CVE-2025-59717: 
JavaScript vulnerability analysis and mitigation

In the @digitalocean/do-markdownit package through 1.16.1 (in npm), a Type Confusion vulnerability exists where the callout and fence_environment plugins perform .includes substring matching if allowedClasses or allowedEnvironments is provided as a string instead of an array. This vulnerability was assigned CVE-2025-59717 and was disclosed on September 19, 2025 (NVD, Miggo).

The vulnerability stems from a type confusion issue in two plugins: callout and fence_environment. When these plugins are configured with allowedClasses or allowedEnvironments as strings instead of arrays, they use JavaScript's String.prototype.includes() method for validation. This performs a substring search rather than the intended exact match comparison that would occur with an array. For example, if allowedClasses is set to 'admin,info', an attacker can use the class 'in' which would pass validation as it's a substring of the allowed classes string (GitHub PoC). The vulnerability has been assigned a CVSS v3.1 base score of 5.4 (Medium) (Miggo).

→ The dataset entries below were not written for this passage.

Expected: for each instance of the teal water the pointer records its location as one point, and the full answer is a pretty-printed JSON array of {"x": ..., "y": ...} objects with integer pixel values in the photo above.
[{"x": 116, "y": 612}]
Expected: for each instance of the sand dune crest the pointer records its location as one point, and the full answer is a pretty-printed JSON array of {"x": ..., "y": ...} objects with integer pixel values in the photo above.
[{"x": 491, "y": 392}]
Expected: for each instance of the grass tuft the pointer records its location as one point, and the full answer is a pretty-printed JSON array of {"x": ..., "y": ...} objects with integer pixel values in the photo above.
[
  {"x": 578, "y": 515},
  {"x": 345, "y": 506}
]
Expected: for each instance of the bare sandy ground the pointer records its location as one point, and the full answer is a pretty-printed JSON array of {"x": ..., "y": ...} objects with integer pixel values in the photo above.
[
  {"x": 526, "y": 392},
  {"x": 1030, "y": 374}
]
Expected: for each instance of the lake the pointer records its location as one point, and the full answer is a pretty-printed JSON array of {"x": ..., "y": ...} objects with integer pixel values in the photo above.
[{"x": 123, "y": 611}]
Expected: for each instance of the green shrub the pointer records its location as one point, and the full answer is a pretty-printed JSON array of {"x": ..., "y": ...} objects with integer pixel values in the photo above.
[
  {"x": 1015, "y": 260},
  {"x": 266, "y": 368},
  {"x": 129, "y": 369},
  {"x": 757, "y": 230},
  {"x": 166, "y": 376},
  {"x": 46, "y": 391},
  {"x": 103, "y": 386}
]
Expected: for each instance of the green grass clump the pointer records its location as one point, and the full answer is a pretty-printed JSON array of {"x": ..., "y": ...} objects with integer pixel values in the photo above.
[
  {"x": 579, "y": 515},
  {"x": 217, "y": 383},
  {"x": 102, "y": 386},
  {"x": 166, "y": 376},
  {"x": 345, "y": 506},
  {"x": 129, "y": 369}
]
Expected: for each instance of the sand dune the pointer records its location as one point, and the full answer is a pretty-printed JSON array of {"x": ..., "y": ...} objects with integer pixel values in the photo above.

The vulnerability allows attackers to bypass access controls by using substrings of allowed classes or environments. This can lead to unauthorized styling or access to restricted environments in applications using the affected package. For example, an attacker could gain access to production environments by using 'pro' as a substring of 'production' in the environment settings (GitHub PoC).

The vulnerability affects @digitalocean/do-markdownit package versions through 1.16.1. Users should ensure that allowedClasses and allowedEnvironments are always configured as arrays rather than strings when using the callout and fence_environment plugins (Miggo).